Le Parti Populaire européen (PPE, centre droit), devrait péniblement se maintenir en tête du scrutin, les Socialistes et Démocrates (S&D) toujours sur ses talons malgré un nombre de sièges perdus considérable. Le S&D devrait souffrir du départ des eurodéputé-e-s britanniques travaillistes, mais profiter dans une certaine mesure de l'état de grâce actuel dans lequel se trouvent les socialistes espagnol du PSOE. L'Alliance des Démocrates et Libéraux européens (ADLE, centre) espère voir les eurodéputé-e-s français-e-s issu-e-s de La République en Marche venir grossir ses rangs, et ainsi devenir la troisième force politique du Parlement européen. On ignore actuellement si le parti du Président Macron rejoindra l'ADLE, ce qui selon plusieurs observateurs constitue une alliance naturelle, où s'il tentera de former son propre groupe politique une fois au Parlement. Dans l'ensemble, ces groupes politiques devraient perdre des sièges au profit de divers partis plus ou moins eurosceptiques, tels que le Front National, le Mouvement Cinq Étoiles ou encore l'Alternative für Deutschland.
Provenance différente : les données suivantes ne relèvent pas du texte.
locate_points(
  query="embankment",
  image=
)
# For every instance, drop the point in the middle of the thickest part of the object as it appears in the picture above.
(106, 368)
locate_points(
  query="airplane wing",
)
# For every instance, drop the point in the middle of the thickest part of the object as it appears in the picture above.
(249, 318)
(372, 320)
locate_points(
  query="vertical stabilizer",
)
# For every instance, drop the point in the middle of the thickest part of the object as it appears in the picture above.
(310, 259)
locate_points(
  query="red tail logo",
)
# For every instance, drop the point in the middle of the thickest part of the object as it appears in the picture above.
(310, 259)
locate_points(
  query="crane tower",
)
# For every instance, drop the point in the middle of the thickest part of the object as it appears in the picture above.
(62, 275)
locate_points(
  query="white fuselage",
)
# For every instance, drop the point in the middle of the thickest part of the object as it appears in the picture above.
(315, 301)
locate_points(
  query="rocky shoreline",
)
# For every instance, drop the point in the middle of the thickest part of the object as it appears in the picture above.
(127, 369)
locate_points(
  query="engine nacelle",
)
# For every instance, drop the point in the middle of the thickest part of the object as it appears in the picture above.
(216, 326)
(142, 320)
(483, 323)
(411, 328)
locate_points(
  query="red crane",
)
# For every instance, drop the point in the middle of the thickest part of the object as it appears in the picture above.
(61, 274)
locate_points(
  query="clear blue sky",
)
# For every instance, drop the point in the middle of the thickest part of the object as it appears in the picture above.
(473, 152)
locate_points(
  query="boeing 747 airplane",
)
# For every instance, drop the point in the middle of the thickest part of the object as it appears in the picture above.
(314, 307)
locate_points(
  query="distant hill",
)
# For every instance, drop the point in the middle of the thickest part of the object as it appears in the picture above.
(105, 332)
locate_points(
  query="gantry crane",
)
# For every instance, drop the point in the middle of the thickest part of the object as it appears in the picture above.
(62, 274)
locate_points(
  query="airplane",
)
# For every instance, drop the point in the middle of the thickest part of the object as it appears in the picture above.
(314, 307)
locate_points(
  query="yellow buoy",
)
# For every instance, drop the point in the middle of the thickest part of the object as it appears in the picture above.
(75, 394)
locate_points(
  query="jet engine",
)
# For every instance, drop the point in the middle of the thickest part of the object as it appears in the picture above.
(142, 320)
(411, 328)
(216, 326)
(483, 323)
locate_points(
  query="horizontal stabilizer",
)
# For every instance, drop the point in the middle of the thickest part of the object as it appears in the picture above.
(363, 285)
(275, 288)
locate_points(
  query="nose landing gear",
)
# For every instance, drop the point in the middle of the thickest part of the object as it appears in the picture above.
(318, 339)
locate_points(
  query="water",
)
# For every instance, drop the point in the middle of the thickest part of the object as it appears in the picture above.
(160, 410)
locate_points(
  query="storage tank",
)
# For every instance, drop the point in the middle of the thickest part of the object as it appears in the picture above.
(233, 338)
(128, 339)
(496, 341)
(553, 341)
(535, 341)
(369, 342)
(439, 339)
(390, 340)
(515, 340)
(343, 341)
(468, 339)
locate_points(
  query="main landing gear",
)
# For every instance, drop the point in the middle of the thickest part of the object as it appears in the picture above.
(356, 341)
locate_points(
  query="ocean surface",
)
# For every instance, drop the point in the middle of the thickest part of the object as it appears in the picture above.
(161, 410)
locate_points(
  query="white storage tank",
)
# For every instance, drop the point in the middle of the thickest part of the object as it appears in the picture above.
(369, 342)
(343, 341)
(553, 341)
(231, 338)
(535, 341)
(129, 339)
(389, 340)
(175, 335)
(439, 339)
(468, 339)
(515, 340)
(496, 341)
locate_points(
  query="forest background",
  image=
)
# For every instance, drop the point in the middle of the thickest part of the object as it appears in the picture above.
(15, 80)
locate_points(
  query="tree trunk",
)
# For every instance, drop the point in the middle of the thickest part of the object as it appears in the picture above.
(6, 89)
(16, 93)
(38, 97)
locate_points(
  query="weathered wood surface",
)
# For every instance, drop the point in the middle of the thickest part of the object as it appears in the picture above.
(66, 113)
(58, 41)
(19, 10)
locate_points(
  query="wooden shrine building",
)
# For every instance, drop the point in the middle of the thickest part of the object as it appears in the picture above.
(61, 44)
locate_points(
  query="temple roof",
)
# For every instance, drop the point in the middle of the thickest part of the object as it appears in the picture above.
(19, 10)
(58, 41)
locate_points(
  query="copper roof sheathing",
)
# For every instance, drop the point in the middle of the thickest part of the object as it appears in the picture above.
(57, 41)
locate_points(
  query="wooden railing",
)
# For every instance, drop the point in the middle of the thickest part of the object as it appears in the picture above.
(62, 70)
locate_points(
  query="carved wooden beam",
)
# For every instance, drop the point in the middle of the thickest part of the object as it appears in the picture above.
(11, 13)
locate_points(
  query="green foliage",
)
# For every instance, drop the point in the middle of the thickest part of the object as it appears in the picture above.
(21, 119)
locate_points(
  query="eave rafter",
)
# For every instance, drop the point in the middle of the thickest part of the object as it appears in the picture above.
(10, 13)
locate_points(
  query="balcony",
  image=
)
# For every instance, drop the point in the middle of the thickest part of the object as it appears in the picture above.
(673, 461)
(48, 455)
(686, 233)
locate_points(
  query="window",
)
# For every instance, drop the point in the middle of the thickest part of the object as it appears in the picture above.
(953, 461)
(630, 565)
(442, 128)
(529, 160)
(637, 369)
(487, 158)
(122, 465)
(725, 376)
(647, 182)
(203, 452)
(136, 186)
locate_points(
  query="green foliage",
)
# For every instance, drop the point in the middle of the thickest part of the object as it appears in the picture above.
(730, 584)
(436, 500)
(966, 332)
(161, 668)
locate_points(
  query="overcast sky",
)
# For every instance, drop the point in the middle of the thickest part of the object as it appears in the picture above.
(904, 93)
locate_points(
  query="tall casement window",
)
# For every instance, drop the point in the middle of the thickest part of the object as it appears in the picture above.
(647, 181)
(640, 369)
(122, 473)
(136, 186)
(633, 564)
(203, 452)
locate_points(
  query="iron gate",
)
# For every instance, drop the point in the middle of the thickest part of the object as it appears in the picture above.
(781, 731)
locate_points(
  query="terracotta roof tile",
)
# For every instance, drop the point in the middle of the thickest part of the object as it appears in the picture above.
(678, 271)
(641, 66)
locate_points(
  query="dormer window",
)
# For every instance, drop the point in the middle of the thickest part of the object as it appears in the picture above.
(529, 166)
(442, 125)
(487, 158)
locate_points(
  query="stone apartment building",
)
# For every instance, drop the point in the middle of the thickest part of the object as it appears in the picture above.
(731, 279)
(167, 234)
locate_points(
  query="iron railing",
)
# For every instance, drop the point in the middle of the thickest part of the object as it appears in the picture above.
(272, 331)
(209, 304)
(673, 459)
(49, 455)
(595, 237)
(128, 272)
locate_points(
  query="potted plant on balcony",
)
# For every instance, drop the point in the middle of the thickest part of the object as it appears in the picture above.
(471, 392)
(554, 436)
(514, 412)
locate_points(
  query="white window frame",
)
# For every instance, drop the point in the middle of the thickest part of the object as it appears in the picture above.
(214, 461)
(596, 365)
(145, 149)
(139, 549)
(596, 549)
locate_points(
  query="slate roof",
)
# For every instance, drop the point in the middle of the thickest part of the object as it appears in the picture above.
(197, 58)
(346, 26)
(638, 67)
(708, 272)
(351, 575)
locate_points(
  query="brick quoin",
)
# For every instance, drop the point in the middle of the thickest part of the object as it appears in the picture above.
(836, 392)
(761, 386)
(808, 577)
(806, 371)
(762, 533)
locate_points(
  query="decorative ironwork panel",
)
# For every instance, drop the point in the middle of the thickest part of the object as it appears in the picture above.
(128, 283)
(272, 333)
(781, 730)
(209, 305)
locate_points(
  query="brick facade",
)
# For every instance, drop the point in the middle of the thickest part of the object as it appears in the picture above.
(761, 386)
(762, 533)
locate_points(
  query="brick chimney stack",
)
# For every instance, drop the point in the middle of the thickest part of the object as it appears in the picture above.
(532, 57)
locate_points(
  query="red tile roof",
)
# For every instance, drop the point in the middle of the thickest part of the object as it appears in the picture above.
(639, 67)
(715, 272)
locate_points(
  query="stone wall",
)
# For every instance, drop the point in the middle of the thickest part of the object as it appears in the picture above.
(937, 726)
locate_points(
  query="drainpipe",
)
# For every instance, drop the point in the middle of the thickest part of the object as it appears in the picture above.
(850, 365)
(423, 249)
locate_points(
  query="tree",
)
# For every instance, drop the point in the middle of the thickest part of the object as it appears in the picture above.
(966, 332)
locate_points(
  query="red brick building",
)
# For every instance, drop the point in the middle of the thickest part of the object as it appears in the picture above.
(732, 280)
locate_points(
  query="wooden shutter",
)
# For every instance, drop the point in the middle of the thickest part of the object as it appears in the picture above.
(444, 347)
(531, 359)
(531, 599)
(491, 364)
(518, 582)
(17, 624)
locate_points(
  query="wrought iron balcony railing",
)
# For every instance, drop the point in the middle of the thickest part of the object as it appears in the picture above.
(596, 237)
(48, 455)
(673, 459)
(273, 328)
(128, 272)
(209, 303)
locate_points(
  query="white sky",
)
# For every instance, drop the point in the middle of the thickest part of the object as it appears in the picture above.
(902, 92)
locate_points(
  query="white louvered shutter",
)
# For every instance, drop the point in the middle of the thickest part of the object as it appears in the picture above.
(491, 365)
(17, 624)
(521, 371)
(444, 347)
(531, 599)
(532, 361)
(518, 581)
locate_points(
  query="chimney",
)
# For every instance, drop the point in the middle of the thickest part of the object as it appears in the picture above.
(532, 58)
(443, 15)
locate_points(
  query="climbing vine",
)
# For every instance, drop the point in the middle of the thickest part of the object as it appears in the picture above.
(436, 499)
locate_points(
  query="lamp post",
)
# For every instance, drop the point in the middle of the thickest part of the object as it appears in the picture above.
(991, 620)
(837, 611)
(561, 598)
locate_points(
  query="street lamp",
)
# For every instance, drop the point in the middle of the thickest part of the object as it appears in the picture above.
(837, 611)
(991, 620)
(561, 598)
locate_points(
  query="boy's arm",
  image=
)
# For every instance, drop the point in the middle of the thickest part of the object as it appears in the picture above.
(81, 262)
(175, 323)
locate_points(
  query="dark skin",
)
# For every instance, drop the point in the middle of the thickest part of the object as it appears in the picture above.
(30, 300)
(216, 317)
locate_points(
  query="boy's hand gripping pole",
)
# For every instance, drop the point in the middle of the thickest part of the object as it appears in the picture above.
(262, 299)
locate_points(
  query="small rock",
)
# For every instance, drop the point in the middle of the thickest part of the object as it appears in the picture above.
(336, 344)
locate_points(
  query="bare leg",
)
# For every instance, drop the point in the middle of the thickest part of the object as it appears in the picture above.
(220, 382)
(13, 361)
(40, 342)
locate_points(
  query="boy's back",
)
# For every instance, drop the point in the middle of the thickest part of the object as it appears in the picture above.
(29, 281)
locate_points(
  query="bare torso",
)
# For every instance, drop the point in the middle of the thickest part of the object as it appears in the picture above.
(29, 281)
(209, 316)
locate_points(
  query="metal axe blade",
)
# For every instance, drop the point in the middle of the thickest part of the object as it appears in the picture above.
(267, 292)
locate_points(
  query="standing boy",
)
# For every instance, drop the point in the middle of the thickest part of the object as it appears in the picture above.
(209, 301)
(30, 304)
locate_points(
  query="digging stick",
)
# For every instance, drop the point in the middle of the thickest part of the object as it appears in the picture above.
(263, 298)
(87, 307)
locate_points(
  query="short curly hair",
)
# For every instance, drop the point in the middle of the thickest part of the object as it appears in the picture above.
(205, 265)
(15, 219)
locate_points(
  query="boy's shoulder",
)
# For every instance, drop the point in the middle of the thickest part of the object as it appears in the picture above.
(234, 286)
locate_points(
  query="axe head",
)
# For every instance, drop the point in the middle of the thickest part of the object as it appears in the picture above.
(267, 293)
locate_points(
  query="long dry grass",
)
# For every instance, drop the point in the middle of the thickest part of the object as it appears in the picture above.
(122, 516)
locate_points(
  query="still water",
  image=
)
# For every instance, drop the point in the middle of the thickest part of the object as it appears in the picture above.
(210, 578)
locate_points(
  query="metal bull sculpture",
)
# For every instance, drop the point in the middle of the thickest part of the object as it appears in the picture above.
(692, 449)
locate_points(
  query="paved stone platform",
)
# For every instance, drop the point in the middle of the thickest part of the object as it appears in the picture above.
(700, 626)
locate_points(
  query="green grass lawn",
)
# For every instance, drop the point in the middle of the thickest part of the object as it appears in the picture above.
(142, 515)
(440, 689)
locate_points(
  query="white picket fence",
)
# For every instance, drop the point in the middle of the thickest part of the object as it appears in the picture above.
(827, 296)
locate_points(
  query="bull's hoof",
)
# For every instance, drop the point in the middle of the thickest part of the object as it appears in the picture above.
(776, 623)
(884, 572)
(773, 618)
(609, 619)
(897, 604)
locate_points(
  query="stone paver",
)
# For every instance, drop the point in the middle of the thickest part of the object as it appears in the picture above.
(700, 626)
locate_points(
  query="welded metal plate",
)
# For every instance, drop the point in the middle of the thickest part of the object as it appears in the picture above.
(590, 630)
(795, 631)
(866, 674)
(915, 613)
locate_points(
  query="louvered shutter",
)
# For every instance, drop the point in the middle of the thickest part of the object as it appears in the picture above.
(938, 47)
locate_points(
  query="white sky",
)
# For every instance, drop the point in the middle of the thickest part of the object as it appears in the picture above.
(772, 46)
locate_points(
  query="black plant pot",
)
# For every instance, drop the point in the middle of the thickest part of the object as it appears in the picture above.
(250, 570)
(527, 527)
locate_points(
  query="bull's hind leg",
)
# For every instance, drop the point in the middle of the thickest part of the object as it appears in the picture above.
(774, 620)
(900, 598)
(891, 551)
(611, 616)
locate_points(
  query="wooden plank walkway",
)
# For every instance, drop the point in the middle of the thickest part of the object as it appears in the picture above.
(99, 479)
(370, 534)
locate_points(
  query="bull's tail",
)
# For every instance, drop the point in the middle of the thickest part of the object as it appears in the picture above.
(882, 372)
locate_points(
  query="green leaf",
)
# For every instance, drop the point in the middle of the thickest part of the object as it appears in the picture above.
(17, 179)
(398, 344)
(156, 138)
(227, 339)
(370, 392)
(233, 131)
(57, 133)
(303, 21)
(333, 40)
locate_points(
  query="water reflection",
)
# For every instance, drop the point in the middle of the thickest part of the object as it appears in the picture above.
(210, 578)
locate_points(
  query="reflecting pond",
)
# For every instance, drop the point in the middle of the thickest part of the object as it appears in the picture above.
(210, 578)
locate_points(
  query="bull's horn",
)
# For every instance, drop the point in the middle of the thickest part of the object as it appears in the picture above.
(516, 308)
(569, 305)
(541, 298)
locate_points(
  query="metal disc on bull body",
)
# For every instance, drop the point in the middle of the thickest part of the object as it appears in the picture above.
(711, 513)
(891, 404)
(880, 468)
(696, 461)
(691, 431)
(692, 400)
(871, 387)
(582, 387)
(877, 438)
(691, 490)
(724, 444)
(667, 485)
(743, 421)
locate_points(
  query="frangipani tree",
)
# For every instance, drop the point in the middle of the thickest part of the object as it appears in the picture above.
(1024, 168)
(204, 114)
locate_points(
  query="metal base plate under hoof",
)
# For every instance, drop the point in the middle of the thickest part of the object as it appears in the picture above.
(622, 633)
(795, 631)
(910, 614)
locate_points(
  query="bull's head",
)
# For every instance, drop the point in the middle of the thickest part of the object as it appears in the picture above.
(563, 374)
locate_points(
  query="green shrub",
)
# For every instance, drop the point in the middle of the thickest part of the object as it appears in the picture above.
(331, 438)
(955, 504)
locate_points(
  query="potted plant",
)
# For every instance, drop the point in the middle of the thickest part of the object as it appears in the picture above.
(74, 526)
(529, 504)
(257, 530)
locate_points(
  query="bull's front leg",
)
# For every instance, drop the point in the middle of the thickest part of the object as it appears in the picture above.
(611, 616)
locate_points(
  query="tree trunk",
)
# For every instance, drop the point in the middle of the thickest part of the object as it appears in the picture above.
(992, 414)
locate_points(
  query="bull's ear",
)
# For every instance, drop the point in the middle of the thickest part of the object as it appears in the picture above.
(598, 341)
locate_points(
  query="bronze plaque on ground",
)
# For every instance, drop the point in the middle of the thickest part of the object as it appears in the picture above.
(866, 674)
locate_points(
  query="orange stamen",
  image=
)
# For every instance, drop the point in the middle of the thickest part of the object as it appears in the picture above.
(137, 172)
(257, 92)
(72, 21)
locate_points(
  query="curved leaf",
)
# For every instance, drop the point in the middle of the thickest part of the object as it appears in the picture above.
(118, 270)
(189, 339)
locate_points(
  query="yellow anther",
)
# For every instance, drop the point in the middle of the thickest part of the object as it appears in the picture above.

La transnationalisation de la politique européenne, pour le meilleur et pour le pire

Le déclin des grands groupes politiques européens doit être replacé dans le contexte plus général du délitement des partis traditionnels, observable dans nombre de pays européens. Bien que le Parlement européen ait rejeté le projet d'attribution des sièges laissés vacants par les britanniques à des eurodéputé-e-s issus de listes transnationales, des mouvements-partis ambitionnent de contourner cette difficulté en concourant dans plusieurs États membres sous un programme européen commun. On citera ici la liste transnationale Printemps européen impulsée par le Democracy in Europe Movement 2025 (DiEM25), mouvement co-fondé par l'ancien Ministre des finances grec Yanis Varoufakis, ou encore le nouveau parti transnational Volt. Il est pour l'instant difficile de prédire la performance électorale de ces nouveaux-venus. À titre indicatif, Génération.s - le parti de Benoît Hamon, qui incarnera en France la liste Printemps européen, n'est pour l'instant crédité que de 3% des intentions de vote. Si ces partis-mouvements remettent en question les usages des europartis établis, ils ne doivent pas être pour autant considérés comme une menace au projet européen mais plutôt comme une tentative de revitalisation citoyenne de la politique européenne. Les pro-européens ne sont cependant pas les seuls à adopter des stratégies de transnationalisation de la politique européenne. Le mouvement Generation Identity, qui plaide activement pour une Europe des États-Nations, a ainsi développé son réseau européen en Allemagne, en Autriche, en France, en Italie, en Irlande et au Royaume-Uni. S'il n'a pas à ce jour d'ambitions électorales avérées, sa stratégie fait craindre une véritable union des populistes et nationalistes européens, qui jusqu'ici semblent avoir peiné à se rassembler, comme en atteste leur fragmentation au sein de différents groupes parlementaires européens.